我問了句:“他要見我幹什麽?”
男子道:“這個嘛,老板沒透露。”
我再問:“你是怎麽找到我的?還有,你怎麽知道我的電話?”
男子神秘地一笑:“這個嘛,特殊渠道。該回答的我都回答了,你們現在可以跟我去見老板了吧?”
由夢冷哼道:“你回答什麽了?我們連你是誰都不知道,憑什麽跟你走?”
男子這才正視了由夢一眼,笑道:“我叫張洪冰,是老板身邊的人。具體什麽職務就不重複了。現在,你們可以跟我走了?”
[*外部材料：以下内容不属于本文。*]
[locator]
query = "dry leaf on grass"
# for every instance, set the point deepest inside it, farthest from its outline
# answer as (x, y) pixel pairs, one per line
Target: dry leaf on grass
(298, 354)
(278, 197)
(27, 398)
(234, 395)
他句句強勢,仿佛在他看來,我們好像沒有拒絕他的理由。
但是他錯了!
我們屬於軍方,若是他想以地fang政府的名義威懾我們,那他就大錯特錯了!如果他一開始不這麽強勢不這麽裝逼,那我也許很樂意去見一見那位剛調過來不久的縣委書記。
於是我說道:“那實在是對不起了,張秘書-------”這樣一稱呼,我竟然覺得有些咋舌。因為這讓我不由得想起了張登強。
這位叫做張洪冰的頓時愣了一下,臉上猛然一變:“你怎麽知道我是-----”
我打斷他的話:“很簡單。你的行為舉止已經把‘秘書’兩個字寫在你的臉上了。書記身邊而且經常拋頭露麵的,無非是秘書和司機。但你不是司機,因為司機兩個字,比秘書好寫。”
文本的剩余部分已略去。